0

I know this question has been asked before, and I've looked at many of the links, but none of them seem to be helping my case. I'm plotting a line graph for 4 lines of different colors. But I can't get the legend to appear.

I've read that I need to put the color attribute in the aes part of the graph. That hasn't been successful either.

I have a data frame of four column, and 1000 rows. Here's a small reproducible example of what my data looks like, and how I'd like to plot it.

library(ggplot2)

vec1 <- c(0.1, 0.2, 0.25, 0.12, 0.3, 0.7, 0.41)
vec2 <- c(0.5, 0.4, 0.3, 0.55, 0.12, 0.12, 0.6)
vec3 <- c(0.01, 0.02, 0.1, 0.5, 0.14, 0.2, 0.5)
vec4 <- c(0.08, 0.1, 0.54, 0.5, 0.1, 0.12, 0.3)
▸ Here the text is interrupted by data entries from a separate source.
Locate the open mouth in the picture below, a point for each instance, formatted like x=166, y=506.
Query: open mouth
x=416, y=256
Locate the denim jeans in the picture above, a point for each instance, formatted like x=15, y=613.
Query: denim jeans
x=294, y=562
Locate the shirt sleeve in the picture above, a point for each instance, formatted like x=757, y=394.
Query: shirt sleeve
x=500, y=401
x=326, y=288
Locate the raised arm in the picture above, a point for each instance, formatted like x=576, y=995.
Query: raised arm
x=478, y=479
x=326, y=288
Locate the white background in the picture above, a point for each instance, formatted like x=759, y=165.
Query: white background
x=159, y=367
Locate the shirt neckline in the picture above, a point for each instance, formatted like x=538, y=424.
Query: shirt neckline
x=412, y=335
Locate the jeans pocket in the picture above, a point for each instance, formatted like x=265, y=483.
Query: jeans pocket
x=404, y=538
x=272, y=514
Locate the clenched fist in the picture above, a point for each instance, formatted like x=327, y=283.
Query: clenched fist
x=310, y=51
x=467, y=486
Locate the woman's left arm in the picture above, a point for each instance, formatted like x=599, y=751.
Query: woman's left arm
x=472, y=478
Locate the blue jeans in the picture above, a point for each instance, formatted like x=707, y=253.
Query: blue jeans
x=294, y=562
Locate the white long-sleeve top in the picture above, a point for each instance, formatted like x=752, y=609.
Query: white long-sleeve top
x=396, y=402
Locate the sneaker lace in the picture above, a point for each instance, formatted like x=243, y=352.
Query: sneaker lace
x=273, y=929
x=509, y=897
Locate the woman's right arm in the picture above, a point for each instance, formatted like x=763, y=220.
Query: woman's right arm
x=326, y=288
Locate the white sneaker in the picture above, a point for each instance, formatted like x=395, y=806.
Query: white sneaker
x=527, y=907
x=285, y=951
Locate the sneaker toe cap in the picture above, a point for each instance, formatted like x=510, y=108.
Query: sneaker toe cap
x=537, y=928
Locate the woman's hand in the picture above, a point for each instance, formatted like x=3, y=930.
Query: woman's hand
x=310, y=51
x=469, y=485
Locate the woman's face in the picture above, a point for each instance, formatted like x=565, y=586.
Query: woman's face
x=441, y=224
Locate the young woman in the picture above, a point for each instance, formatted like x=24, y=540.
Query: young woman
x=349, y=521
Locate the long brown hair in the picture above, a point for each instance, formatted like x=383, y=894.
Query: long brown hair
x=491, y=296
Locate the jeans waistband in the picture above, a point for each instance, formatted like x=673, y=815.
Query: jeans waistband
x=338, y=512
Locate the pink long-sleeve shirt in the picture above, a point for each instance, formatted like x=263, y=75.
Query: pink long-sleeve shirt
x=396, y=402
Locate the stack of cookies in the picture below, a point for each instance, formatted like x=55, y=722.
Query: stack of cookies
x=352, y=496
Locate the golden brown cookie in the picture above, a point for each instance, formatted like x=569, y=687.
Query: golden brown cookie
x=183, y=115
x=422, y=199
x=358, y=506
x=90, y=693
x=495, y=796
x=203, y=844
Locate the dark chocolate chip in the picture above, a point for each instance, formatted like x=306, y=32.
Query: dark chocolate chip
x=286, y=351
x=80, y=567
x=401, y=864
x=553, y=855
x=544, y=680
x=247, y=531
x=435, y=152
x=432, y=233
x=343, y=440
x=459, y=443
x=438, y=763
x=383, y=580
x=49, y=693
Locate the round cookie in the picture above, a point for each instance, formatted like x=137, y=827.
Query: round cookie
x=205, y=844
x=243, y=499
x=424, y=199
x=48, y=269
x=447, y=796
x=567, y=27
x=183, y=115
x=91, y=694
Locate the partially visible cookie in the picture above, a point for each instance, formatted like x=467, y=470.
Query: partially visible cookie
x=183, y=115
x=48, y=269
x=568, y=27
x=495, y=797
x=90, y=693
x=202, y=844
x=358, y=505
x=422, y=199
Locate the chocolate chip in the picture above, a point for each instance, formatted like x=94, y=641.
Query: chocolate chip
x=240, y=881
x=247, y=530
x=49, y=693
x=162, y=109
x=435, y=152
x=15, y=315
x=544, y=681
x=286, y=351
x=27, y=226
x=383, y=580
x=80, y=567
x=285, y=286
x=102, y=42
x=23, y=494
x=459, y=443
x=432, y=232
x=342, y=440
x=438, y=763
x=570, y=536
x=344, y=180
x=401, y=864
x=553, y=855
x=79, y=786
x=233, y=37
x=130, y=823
df <- data.frame(vec1, vec2, vec3, vec4)

df_plot <- ggplot() +
  geom_line(data = df, color = "black", aes(x = c(1:7), y = df[,1], color = 
"black")) +
  geom_line(data = df, color = "blue", aes(x = c(1:7), y = df[,2], color = 
"blue")) +
  geom_line(data = df, color = "green", aes(x = c(1:7), y = df[,3], color = 
"green")) +
  geom_line(data = df, color = "yellow", aes(x = c(1:7), y = df[,4], color 
= "yellow")) +
  xlab("x axis") +
  ylab("y axis") +
  ggtitle("A random plot") +
  theme(legend.title = element_text("Four lines"), legend.position = 
"right")

(Also, did SO change the process of indenting code? Before, I could just press Ctrl + K to indent the entire block of code. But I can't do that anymore. Ctrl+K puts the cursor in my URL box for some reason)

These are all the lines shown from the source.